WANDERING ROCKS OF DEATH VALLEY: Stones that slide across the ground under some kind of mysterious force
At Racetrack Playa in the Death Valley, California, pictured, heavy
rocks appear to move across the floor while no one is looking.
Scientists believe the movement may be caused by the ice stuck to the
bottom of the stones, which are then moved in the wind. However, no-one
has caught the stones in the act
At Racetrack Playa in the Death Valley National Park, California,
strange forces are at work. Forces capable of pushing heavy rocks across
the flat surface of a dried-out lake while no one is looking.
Scientists have scratched their heads over the trails left by these
sliding stones since early in the 20th Century. In the 1960s,
Californian geologists started a rock monitoring programme. They tracked
30 stones, weighing up to 25kg, 28 of which moved during a seven-year
period – some more than 200m. Analysis of the stones’ trails suggested
speeds of 1m per second. In most cases, the stones travelled in winter.
In the decades that followed, theories about ice and wind gained
support. Others involved algal slime and seismic vibrations.
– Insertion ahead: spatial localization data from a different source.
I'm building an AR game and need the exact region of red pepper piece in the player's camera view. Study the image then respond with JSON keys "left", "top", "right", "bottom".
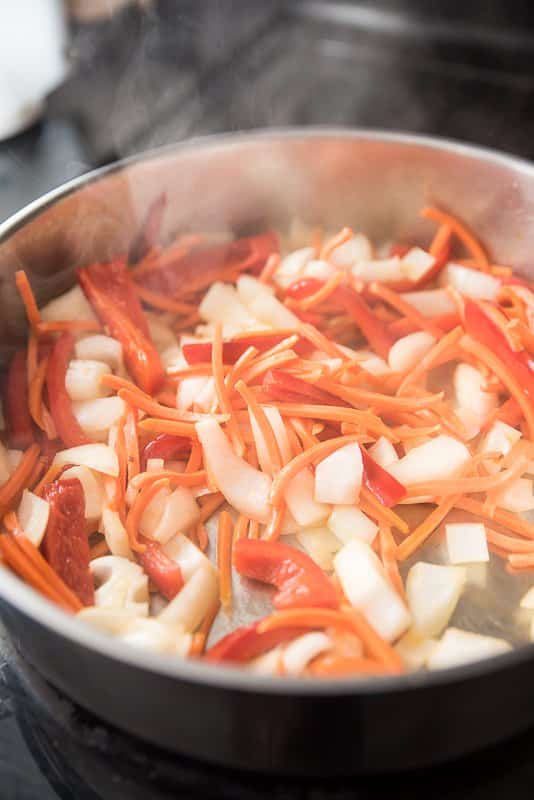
{"left": 464, "top": 300, "right": 534, "bottom": 400}
{"left": 360, "top": 447, "right": 406, "bottom": 507}
{"left": 46, "top": 332, "right": 91, "bottom": 448}
{"left": 129, "top": 191, "right": 167, "bottom": 263}
{"left": 285, "top": 277, "right": 324, "bottom": 301}
{"left": 262, "top": 369, "right": 347, "bottom": 407}
{"left": 141, "top": 434, "right": 191, "bottom": 470}
{"left": 389, "top": 243, "right": 412, "bottom": 258}
{"left": 182, "top": 331, "right": 310, "bottom": 365}
{"left": 78, "top": 261, "right": 164, "bottom": 394}
{"left": 137, "top": 230, "right": 279, "bottom": 295}
{"left": 4, "top": 350, "right": 34, "bottom": 448}
{"left": 41, "top": 478, "right": 94, "bottom": 605}
{"left": 205, "top": 620, "right": 306, "bottom": 663}
{"left": 137, "top": 536, "right": 184, "bottom": 600}
{"left": 233, "top": 538, "right": 338, "bottom": 610}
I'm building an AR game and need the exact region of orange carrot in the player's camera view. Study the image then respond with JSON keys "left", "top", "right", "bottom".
{"left": 420, "top": 206, "right": 490, "bottom": 269}
{"left": 0, "top": 444, "right": 40, "bottom": 511}
{"left": 396, "top": 494, "right": 460, "bottom": 561}
{"left": 137, "top": 418, "right": 198, "bottom": 438}
{"left": 125, "top": 477, "right": 169, "bottom": 552}
{"left": 199, "top": 492, "right": 226, "bottom": 523}
{"left": 259, "top": 252, "right": 280, "bottom": 283}
{"left": 378, "top": 526, "right": 405, "bottom": 599}
{"left": 15, "top": 271, "right": 40, "bottom": 328}
{"left": 36, "top": 320, "right": 101, "bottom": 334}
{"left": 320, "top": 227, "right": 353, "bottom": 261}
{"left": 235, "top": 380, "right": 282, "bottom": 473}
{"left": 134, "top": 285, "right": 197, "bottom": 314}
{"left": 217, "top": 510, "right": 233, "bottom": 610}
{"left": 369, "top": 282, "right": 444, "bottom": 339}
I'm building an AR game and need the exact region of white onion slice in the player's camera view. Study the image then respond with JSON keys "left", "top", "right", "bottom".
{"left": 401, "top": 289, "right": 456, "bottom": 318}
{"left": 406, "top": 562, "right": 466, "bottom": 637}
{"left": 284, "top": 467, "right": 330, "bottom": 527}
{"left": 334, "top": 540, "right": 411, "bottom": 642}
{"left": 480, "top": 421, "right": 522, "bottom": 474}
{"left": 17, "top": 489, "right": 49, "bottom": 547}
{"left": 138, "top": 487, "right": 169, "bottom": 537}
{"left": 330, "top": 234, "right": 373, "bottom": 269}
{"left": 176, "top": 376, "right": 210, "bottom": 412}
{"left": 196, "top": 418, "right": 272, "bottom": 522}
{"left": 282, "top": 632, "right": 332, "bottom": 675}
{"left": 395, "top": 630, "right": 438, "bottom": 670}
{"left": 368, "top": 436, "right": 399, "bottom": 468}
{"left": 352, "top": 257, "right": 403, "bottom": 283}
{"left": 400, "top": 247, "right": 435, "bottom": 283}
{"left": 427, "top": 628, "right": 511, "bottom": 670}
{"left": 247, "top": 293, "right": 300, "bottom": 330}
{"left": 54, "top": 443, "right": 119, "bottom": 477}
{"left": 445, "top": 523, "right": 489, "bottom": 564}
{"left": 387, "top": 435, "right": 470, "bottom": 485}
{"left": 274, "top": 246, "right": 315, "bottom": 289}
{"left": 327, "top": 506, "right": 378, "bottom": 545}
{"left": 440, "top": 263, "right": 500, "bottom": 300}
{"left": 454, "top": 363, "right": 498, "bottom": 422}
{"left": 387, "top": 331, "right": 436, "bottom": 373}
{"left": 495, "top": 477, "right": 534, "bottom": 513}
{"left": 78, "top": 606, "right": 139, "bottom": 635}
{"left": 237, "top": 274, "right": 275, "bottom": 305}
{"left": 65, "top": 359, "right": 111, "bottom": 401}
{"left": 118, "top": 618, "right": 192, "bottom": 656}
{"left": 100, "top": 508, "right": 133, "bottom": 559}
{"left": 146, "top": 458, "right": 165, "bottom": 473}
{"left": 248, "top": 647, "right": 283, "bottom": 675}
{"left": 296, "top": 527, "right": 342, "bottom": 571}
{"left": 301, "top": 259, "right": 337, "bottom": 281}
{"left": 162, "top": 532, "right": 211, "bottom": 582}
{"left": 314, "top": 442, "right": 363, "bottom": 505}
{"left": 73, "top": 396, "right": 126, "bottom": 442}
{"left": 159, "top": 562, "right": 218, "bottom": 632}
{"left": 91, "top": 556, "right": 149, "bottom": 615}
{"left": 61, "top": 465, "right": 104, "bottom": 521}
{"left": 263, "top": 406, "right": 292, "bottom": 465}
{"left": 199, "top": 282, "right": 257, "bottom": 328}
{"left": 41, "top": 285, "right": 97, "bottom": 323}
{"left": 144, "top": 487, "right": 200, "bottom": 545}
{"left": 75, "top": 335, "right": 123, "bottom": 371}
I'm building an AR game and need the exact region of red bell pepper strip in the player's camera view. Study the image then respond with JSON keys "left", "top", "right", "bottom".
{"left": 464, "top": 300, "right": 534, "bottom": 400}
{"left": 205, "top": 620, "right": 306, "bottom": 663}
{"left": 46, "top": 333, "right": 91, "bottom": 448}
{"left": 78, "top": 261, "right": 164, "bottom": 394}
{"left": 141, "top": 434, "right": 191, "bottom": 470}
{"left": 129, "top": 191, "right": 167, "bottom": 263}
{"left": 361, "top": 447, "right": 406, "bottom": 507}
{"left": 262, "top": 369, "right": 347, "bottom": 407}
{"left": 137, "top": 536, "right": 184, "bottom": 600}
{"left": 182, "top": 331, "right": 310, "bottom": 365}
{"left": 233, "top": 538, "right": 338, "bottom": 610}
{"left": 4, "top": 350, "right": 34, "bottom": 448}
{"left": 41, "top": 478, "right": 94, "bottom": 605}
{"left": 137, "top": 230, "right": 279, "bottom": 295}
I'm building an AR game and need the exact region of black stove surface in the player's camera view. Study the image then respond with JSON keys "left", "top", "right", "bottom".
{"left": 3, "top": 1, "right": 534, "bottom": 796}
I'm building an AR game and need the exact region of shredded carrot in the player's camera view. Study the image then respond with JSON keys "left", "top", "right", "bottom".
{"left": 453, "top": 497, "right": 534, "bottom": 540}
{"left": 369, "top": 282, "right": 444, "bottom": 339}
{"left": 235, "top": 514, "right": 249, "bottom": 540}
{"left": 15, "top": 271, "right": 41, "bottom": 328}
{"left": 429, "top": 223, "right": 452, "bottom": 257}
{"left": 259, "top": 252, "right": 280, "bottom": 283}
{"left": 265, "top": 501, "right": 286, "bottom": 541}
{"left": 212, "top": 322, "right": 245, "bottom": 456}
{"left": 485, "top": 528, "right": 534, "bottom": 554}
{"left": 33, "top": 463, "right": 64, "bottom": 496}
{"left": 199, "top": 492, "right": 226, "bottom": 523}
{"left": 190, "top": 598, "right": 221, "bottom": 655}
{"left": 225, "top": 346, "right": 259, "bottom": 392}
{"left": 507, "top": 553, "right": 534, "bottom": 569}
{"left": 341, "top": 606, "right": 404, "bottom": 671}
{"left": 289, "top": 417, "right": 319, "bottom": 450}
{"left": 320, "top": 227, "right": 353, "bottom": 261}
{"left": 130, "top": 469, "right": 207, "bottom": 490}
{"left": 396, "top": 493, "right": 461, "bottom": 561}
{"left": 397, "top": 326, "right": 464, "bottom": 394}
{"left": 28, "top": 357, "right": 49, "bottom": 431}
{"left": 137, "top": 418, "right": 198, "bottom": 438}
{"left": 359, "top": 488, "right": 409, "bottom": 535}
{"left": 235, "top": 379, "right": 282, "bottom": 473}
{"left": 0, "top": 444, "right": 40, "bottom": 511}
{"left": 134, "top": 284, "right": 197, "bottom": 315}
{"left": 404, "top": 454, "right": 528, "bottom": 497}
{"left": 273, "top": 403, "right": 395, "bottom": 441}
{"left": 420, "top": 206, "right": 490, "bottom": 270}
{"left": 217, "top": 510, "right": 233, "bottom": 610}
{"left": 378, "top": 526, "right": 405, "bottom": 599}
{"left": 195, "top": 520, "right": 209, "bottom": 552}
{"left": 298, "top": 322, "right": 349, "bottom": 360}
{"left": 36, "top": 320, "right": 101, "bottom": 335}
{"left": 239, "top": 350, "right": 299, "bottom": 385}
{"left": 125, "top": 478, "right": 169, "bottom": 553}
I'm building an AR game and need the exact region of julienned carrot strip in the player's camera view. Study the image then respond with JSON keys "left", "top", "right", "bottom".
{"left": 217, "top": 510, "right": 233, "bottom": 610}
{"left": 359, "top": 489, "right": 409, "bottom": 535}
{"left": 235, "top": 514, "right": 249, "bottom": 540}
{"left": 15, "top": 271, "right": 41, "bottom": 327}
{"left": 224, "top": 346, "right": 259, "bottom": 392}
{"left": 0, "top": 444, "right": 40, "bottom": 510}
{"left": 190, "top": 598, "right": 221, "bottom": 655}
{"left": 508, "top": 553, "right": 534, "bottom": 569}
{"left": 298, "top": 322, "right": 349, "bottom": 360}
{"left": 460, "top": 335, "right": 534, "bottom": 440}
{"left": 125, "top": 478, "right": 169, "bottom": 552}
{"left": 315, "top": 378, "right": 444, "bottom": 412}
{"left": 130, "top": 469, "right": 207, "bottom": 491}
{"left": 396, "top": 494, "right": 461, "bottom": 562}
{"left": 273, "top": 403, "right": 395, "bottom": 441}
{"left": 265, "top": 501, "right": 286, "bottom": 541}
{"left": 28, "top": 356, "right": 49, "bottom": 431}
{"left": 420, "top": 206, "right": 490, "bottom": 270}
{"left": 453, "top": 497, "right": 534, "bottom": 540}
{"left": 36, "top": 320, "right": 101, "bottom": 334}
{"left": 185, "top": 441, "right": 202, "bottom": 473}
{"left": 378, "top": 526, "right": 404, "bottom": 599}
{"left": 404, "top": 455, "right": 528, "bottom": 497}
{"left": 195, "top": 521, "right": 209, "bottom": 552}
{"left": 235, "top": 380, "right": 282, "bottom": 474}
{"left": 289, "top": 418, "right": 319, "bottom": 450}
{"left": 369, "top": 282, "right": 444, "bottom": 339}
{"left": 118, "top": 387, "right": 198, "bottom": 425}
{"left": 212, "top": 322, "right": 244, "bottom": 456}
{"left": 270, "top": 434, "right": 361, "bottom": 505}
{"left": 134, "top": 284, "right": 197, "bottom": 315}
{"left": 341, "top": 607, "right": 404, "bottom": 671}
{"left": 320, "top": 227, "right": 353, "bottom": 261}
{"left": 397, "top": 326, "right": 464, "bottom": 394}
{"left": 259, "top": 252, "right": 280, "bottom": 283}
{"left": 388, "top": 312, "right": 461, "bottom": 338}
{"left": 429, "top": 223, "right": 452, "bottom": 257}
{"left": 33, "top": 463, "right": 65, "bottom": 497}
{"left": 199, "top": 492, "right": 226, "bottom": 523}
{"left": 137, "top": 418, "right": 198, "bottom": 438}
{"left": 485, "top": 528, "right": 534, "bottom": 554}
{"left": 239, "top": 350, "right": 298, "bottom": 385}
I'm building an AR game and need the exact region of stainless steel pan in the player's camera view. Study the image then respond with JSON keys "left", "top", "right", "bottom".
{"left": 2, "top": 130, "right": 534, "bottom": 776}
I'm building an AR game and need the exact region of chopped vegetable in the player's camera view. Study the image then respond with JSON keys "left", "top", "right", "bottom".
{"left": 406, "top": 562, "right": 466, "bottom": 637}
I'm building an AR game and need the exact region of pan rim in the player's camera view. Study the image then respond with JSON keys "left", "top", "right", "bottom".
{"left": 2, "top": 125, "right": 534, "bottom": 696}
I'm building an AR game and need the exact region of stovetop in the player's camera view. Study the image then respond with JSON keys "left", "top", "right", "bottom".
{"left": 3, "top": 1, "right": 534, "bottom": 796}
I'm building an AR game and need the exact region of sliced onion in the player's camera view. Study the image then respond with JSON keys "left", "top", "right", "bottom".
{"left": 387, "top": 435, "right": 470, "bottom": 484}
{"left": 454, "top": 408, "right": 481, "bottom": 441}
{"left": 334, "top": 540, "right": 411, "bottom": 642}
{"left": 282, "top": 632, "right": 332, "bottom": 675}
{"left": 73, "top": 396, "right": 126, "bottom": 442}
{"left": 248, "top": 647, "right": 283, "bottom": 675}
{"left": 284, "top": 467, "right": 330, "bottom": 527}
{"left": 480, "top": 421, "right": 522, "bottom": 472}
{"left": 177, "top": 376, "right": 210, "bottom": 413}
{"left": 247, "top": 292, "right": 300, "bottom": 330}
{"left": 454, "top": 363, "right": 498, "bottom": 422}
{"left": 401, "top": 289, "right": 456, "bottom": 318}
{"left": 520, "top": 587, "right": 534, "bottom": 610}
{"left": 158, "top": 561, "right": 218, "bottom": 632}
{"left": 388, "top": 331, "right": 436, "bottom": 373}
{"left": 237, "top": 274, "right": 275, "bottom": 306}
{"left": 495, "top": 477, "right": 534, "bottom": 513}
{"left": 330, "top": 234, "right": 373, "bottom": 269}
{"left": 427, "top": 628, "right": 511, "bottom": 670}
{"left": 118, "top": 618, "right": 192, "bottom": 656}
{"left": 75, "top": 334, "right": 123, "bottom": 371}
{"left": 162, "top": 532, "right": 211, "bottom": 582}
{"left": 327, "top": 505, "right": 378, "bottom": 545}
{"left": 352, "top": 256, "right": 403, "bottom": 284}
{"left": 314, "top": 442, "right": 363, "bottom": 505}
{"left": 445, "top": 522, "right": 489, "bottom": 564}
{"left": 66, "top": 359, "right": 111, "bottom": 402}
{"left": 160, "top": 345, "right": 187, "bottom": 371}
{"left": 296, "top": 527, "right": 342, "bottom": 571}
{"left": 77, "top": 606, "right": 139, "bottom": 634}
{"left": 400, "top": 247, "right": 435, "bottom": 282}
{"left": 139, "top": 487, "right": 170, "bottom": 537}
{"left": 440, "top": 263, "right": 500, "bottom": 300}
{"left": 196, "top": 417, "right": 272, "bottom": 522}
{"left": 351, "top": 350, "right": 391, "bottom": 376}
{"left": 146, "top": 313, "right": 179, "bottom": 352}
{"left": 301, "top": 259, "right": 337, "bottom": 281}
{"left": 54, "top": 443, "right": 119, "bottom": 477}
{"left": 274, "top": 246, "right": 315, "bottom": 288}
{"left": 61, "top": 465, "right": 104, "bottom": 520}
{"left": 90, "top": 555, "right": 149, "bottom": 615}
{"left": 100, "top": 508, "right": 133, "bottom": 559}
{"left": 146, "top": 458, "right": 165, "bottom": 473}
{"left": 406, "top": 562, "right": 466, "bottom": 637}
{"left": 41, "top": 285, "right": 97, "bottom": 323}
{"left": 199, "top": 282, "right": 257, "bottom": 328}
{"left": 368, "top": 436, "right": 399, "bottom": 468}
{"left": 395, "top": 630, "right": 438, "bottom": 670}
{"left": 195, "top": 377, "right": 216, "bottom": 413}
{"left": 263, "top": 406, "right": 292, "bottom": 465}
{"left": 145, "top": 487, "right": 200, "bottom": 544}
{"left": 17, "top": 489, "right": 50, "bottom": 547}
So what’s happening? Are the stones sliding around in bad weather? ‘We
think so,’ says Dr Gunther Kletetschka, of the Academy of Science of the
Czech Republic and Charles University in Prague, who led a 2013 study
on the stones. His team’s research describes what happens when water on
the Playa surface freezes. According to their theory, ice stuck to the
stones remains frozen longer than the surrounding ice – because rock
conducts heat away faster. This reduces the force between the rocks and
the Playa surface, so they can be pushed by the wind.
No one has yet caught the stones in the act, and they’ve been strangely
still of late. Kletetschka thinks this is due to water levels. ‘The
reason for stones not moving recently is the presence of an artificial
trench, draining the excess water from the Playa,’ he says.